Things That Go Bump In The Night?

The writer’s job is to create emotion in the reader. All the deep characterization and motivation, the exciting plot, the lovely prose and scintillating dialogue serve one purpose – to make the reader experience emotion. In romance, the feeling we usually try to evoke is love (and sometimes lust), but other feelings can heighten the reader’s tension and create an even more moving reading experience. Appropriate levels of fear can keep the reader turning the pages, too.

Traditional Gothic romances used the fear of creaking staircases, dangerous heroes, and an assortment of “things that go bump in the night” to heighten reader tension. What the Gothics of old missed, though, was the potential for sexual tension to play off of this fear to create a truly spellbinding story. Those Gothics were almost all sweet. Now, with their new Candleglow line, Dorchester Publishing (Leisure Romance and Lovespell) have combined the mysterious and paranormal with the sensual for a Gothic that isn’t like the ones your mother read. Here’s what a couple of Candleglow authors have said about the line and their books:

Karen White’s book, WHISPERS OF GOODBYE, was released in October, 2001.

“In the Gothics of yore, there was always a level of sexual tension, and always a hint of dark secrets surrounding our intrepid heroine and dark, brooding hero. But the authors always left the reader outside the bedroom door, leaving this reader wanting to know what was happening.

“In the new Candleglow Gothics, the authors have not only kept the bedroom doors wide open, but they've also invited the readers to pull up a chair. This isn't sensuality for sensuality's sake--this is more a move in the direction of having the reader truly know what is drawing the heroine to the hero. Before, we were left to guess, and wonder, and sit helplessly outside the closed door.

“In WHISPERS OF GOOD-BYE, the story takes place in an 1865 Louisiana sugar plantation. Think sticky humidity, sultry heat, and voodoo. The unbridled sensuality between Catherine and John is unmistakable, adding to the general atmosphere of the book. We understand their need for each other, as well as understand how difficult it is for them to turn from each other when the dark secrets intrude upon their lives.

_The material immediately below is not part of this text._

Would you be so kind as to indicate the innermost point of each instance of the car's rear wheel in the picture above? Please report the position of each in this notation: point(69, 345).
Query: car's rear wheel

“I hope more than a few readers will be cranking up their air-conditioners in mid-October.”

Susan Squires’ book, SACRAMENT, will be released in March, 2002. She says: “Gothics have always fascinated me. The appeal of Gothics is as enduring as the novel itself, since the first novels were Gothics. What Gothics have in common is the claustrophobic atmosphere of a captive heroine drawn to a dangerous hero. The heroine's fear is a fear her own sexuality. In other times, the story usually ended with the desire for the dangerous hero redirected to someone safer, or the heroine destroyed by her passions, as in Wuthering Heights. But times have changed. We don't want passive victims and we can take our sexuality a little less repressed. What a marvelous opportunity to revisit the gothic structure. With Candleglow, Leisure is allowing writers to do just that.

“In SACRAMENT, the heroine is not a frightened victim. She discovers the hero's dark secret, understands how dangerous he is, and must resolve her feelings about her own sexuality in order to embrace that darkness and find redemption in love. Sacrament has the classic claustrophobic sequence, where hero and heroine are confined to a deserted house far from civilization. It is here that Sarah discovers that Julien is a vampire.

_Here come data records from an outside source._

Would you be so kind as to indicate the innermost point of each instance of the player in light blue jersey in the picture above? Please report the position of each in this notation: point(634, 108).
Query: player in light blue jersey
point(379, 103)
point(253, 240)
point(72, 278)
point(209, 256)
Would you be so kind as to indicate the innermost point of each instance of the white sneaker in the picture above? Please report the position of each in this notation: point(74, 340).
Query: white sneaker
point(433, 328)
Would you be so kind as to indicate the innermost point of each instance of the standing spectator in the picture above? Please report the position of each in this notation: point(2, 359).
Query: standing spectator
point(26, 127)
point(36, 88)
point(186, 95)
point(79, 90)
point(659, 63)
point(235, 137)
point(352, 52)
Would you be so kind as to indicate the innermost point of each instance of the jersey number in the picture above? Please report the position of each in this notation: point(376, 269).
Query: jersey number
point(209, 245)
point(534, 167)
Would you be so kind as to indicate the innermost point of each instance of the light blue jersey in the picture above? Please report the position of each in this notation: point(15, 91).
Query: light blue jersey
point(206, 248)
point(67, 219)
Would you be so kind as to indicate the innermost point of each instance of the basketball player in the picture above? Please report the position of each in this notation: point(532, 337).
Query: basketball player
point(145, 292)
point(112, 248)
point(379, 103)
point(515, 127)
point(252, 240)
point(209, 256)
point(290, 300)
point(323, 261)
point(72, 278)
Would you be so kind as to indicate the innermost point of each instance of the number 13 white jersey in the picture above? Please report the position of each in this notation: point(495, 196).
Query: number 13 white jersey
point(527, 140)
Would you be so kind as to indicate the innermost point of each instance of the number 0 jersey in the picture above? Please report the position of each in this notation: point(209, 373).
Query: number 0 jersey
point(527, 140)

“But around this centerpiece, the story opens out into the ordered society of Regency England and the old evil of the Carpathian mountains as Sarah follows her heart into the source of the darkness. When I read Christine Feehan's 'The Scarletti Curse' this year, I recognized a kindred feeling for the gothic milieu and a master at extracting its inherent sexuality. I was pleased to be in such good company when Leisure decided to release 'Sacrament' in their Candleglow line in March, 2002.”

Have someone near and dear close at hand when you curl up with these stories!